Advanced Topics for Users |
Overview of WHERE Clauses |
In addition to, or instead of including a SYSTEM 2000 where-clause in your view descriptor for selection criteria, you can specify a WHERE clause in a SAS program for selection criteria.
Note: Unlike a SYSTEM 2000 where-clause that is stored in a view descriptor, a WHERE clause in SAS is restricted to variables that correspond to items included in the view descriptor. (A SYSTEM 2000 where-clause can reference items that are contained in a view descriptor and items that are contained in the access descriptor that the view descriptor is based on.)
When you specify a WHERE clause, the SAS/ACCESS interface view engine translates the specified conditions into SYSTEM 2000 conditions. If the view descriptor includes a SYSTEM 2000 where-clause, the interface view engine connects the conditions with the Boolean operator AND. By default, the conditions in the WHERE clause in SAS are connected to the end of the view descriptor conditions. For example, if a view descriptor includes the condition
sex=female
and the WHERE clause condition in SAS translates into
position=marketing
the resulting selection criteria are
sex=female and position=marketing
You can control the connection of the translated WHERE clause in SAS and the SYSTEM 2000 where-clause conditions by including a connecting string in a SYSTEM 2000 where-clause that is included in a view descriptor. A connecting string indicates where you want the connection to occur. For example, if you include the following SYSTEM 2000 where-clause in a view descriptor (*SASAND* is a connecting string),
*sasand* department=marketing
and execute a SAS procedure that includes a WHERE clause that produces the following condition:
salary gt 1000
The resulting selection criteria are
salary gt 1000 and department=marketing
For more information and examples, see Connecting Strings to Order Conditions.

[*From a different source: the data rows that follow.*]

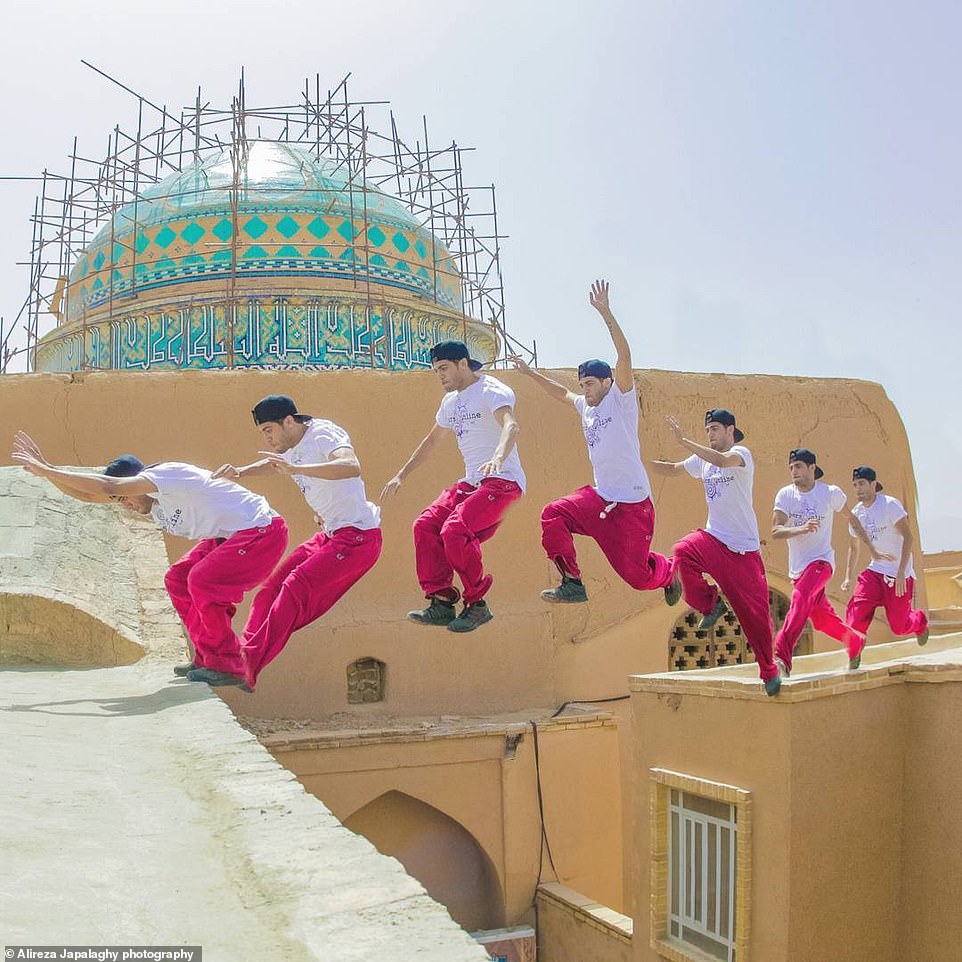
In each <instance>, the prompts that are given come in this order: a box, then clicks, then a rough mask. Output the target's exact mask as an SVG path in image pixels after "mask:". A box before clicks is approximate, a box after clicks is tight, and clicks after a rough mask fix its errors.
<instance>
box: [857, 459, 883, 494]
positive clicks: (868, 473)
mask: <svg viewBox="0 0 962 962" xmlns="http://www.w3.org/2000/svg"><path fill="white" fill-rule="evenodd" d="M875 478H876V474H875V468H870V467H869V466H868V465H867V464H863V465H860V466H859V467H857V468H852V480H853V481H859V480H861V481H875ZM875 490H876V491H881V490H882V485H880V484H879V483H878V481H875Z"/></svg>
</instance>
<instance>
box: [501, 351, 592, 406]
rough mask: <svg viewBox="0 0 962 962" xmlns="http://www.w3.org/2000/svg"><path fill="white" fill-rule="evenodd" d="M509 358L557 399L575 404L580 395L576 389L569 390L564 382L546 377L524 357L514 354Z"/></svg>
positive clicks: (557, 399) (545, 391) (509, 358)
mask: <svg viewBox="0 0 962 962" xmlns="http://www.w3.org/2000/svg"><path fill="white" fill-rule="evenodd" d="M508 360H509V361H512V362H513V363H514V366H515V367H516V368H517V369H518V370H519V371H520V372H521V373H522V374H525V375H527V376H528V377H529V378H530V379H531V380H532V381H534V383H535V384H537V385H538V387H540V388H541V390H543V391H544V392H545V394H547V395H548V396H549V397H553V398H554V399H555V400H556V401H570V402H571V403H572V404H573V403H574V402H575V401H576V400H577V399H578V398H579V397H580V395H578V394H575V393H574V391H569V390H568V389H567V388H566V387H565V386H564V385H563V384H559V383H558V382H557V381H552V380H551V378H550V377H545V376H544V375H543V374H542V373H541V372H540V371H536V370H535V369H534V368H533V367H531V366H530V365H529V364H528V363H527V361H525V360H524V359H523V358H520V357H518V356H517V355H512V356H511V357H509V358H508Z"/></svg>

Because there are capabilities in the WHERE clause in SAS that are not available in SYSTEM 2000, when the interface view engine translates the WHERE clause conditions in SAS into SYSTEM 2000 conditions, it is possible that the WHERE clause in SAS cannot be totally executed in SYSTEM 2000.
For this possibility, the interface view engine first evaluates the WHERE clause in SAS and determines which conditions SYSTEM 2000 can support. The interface view engine might be able to partially execute the WHERE clause. For example, in the following program:
proc print data=vlib.emp1; where lastname < 'KAP' and payrate > 30 * overtime; run;
the interface view engine translates as much of the WHERE clause as possible, without producing incorrect results or a syntax error in SYSTEM 2000. In this example, SYSTEM 2000 can execute the first condition, but the arithmetic in the second condition is not supported. Therefore, the engine uses where lastname < 'KAP' to filter out as many data records as possible to improve performance. The conditions that are not supported are bypassed by the engine, and post-processing (performed automatically by SAS) will be required after SYSTEM 2000 completes its subsetting. The engine bypasses:
conditions that exceed the 1000-byte limit of a SYSTEM 2000 where-clause. If the WHERE clause in SAS exceeds 1000 bytes, the rightmost portion of the clause is bypassed by SYSTEM 2000.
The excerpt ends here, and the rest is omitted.